Jamie Lee Curtis details secret opioid addiction she hid for a decade

Updated

Jamie Lee Curtis is coming clean about the secret opioid addiction she battled for a full decade.

“I had a 10-year run, stealing, conniving," Curtis, 59, told People. "No one knew. No one."

The "Halloween" star was first prescribed opiates after a surgical procedure in 1989, and the subsequent years would find Curtis hunting down painkillers through any possible means -- even stealing pills from those closest to her.

During this time, Curtis' career continued to flourish, even more effectively hiding her private pain. Some of her biggest films, including "Blue Steel," "My Girl" and "True Lies," were all released as she indulged in her addiction behind-the-scenes.

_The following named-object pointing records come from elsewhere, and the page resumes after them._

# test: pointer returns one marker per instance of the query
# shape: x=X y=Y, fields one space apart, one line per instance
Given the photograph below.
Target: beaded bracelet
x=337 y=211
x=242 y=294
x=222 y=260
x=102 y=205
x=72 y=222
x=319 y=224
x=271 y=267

And outside of her own battle, Curtis knew the devastation of addiction firsthand through her own family: Her father, actor Tony Curtis, abused alcohol, cocaine and heroin, and in 1994, her' half-brother, Nicholas, died from a heroin overdose.

“I’m breaking the cycle that has basically destroyed the lives of generations in my family,” Curtis said.

She has now been sober for nearly two decades and continues to attend meetings, noting, "In recovery meetings, anyone who brings up opiates, the entire room will turn and look at me, because I’ll be like, ‘Oh here, talk to me. I’m the opiate girl.'"

Her sobriety, she said, is her "single greatest accomplishment ... bigger than my husband, bigger than both of my children and bigger than any work, success, failure. Anything.”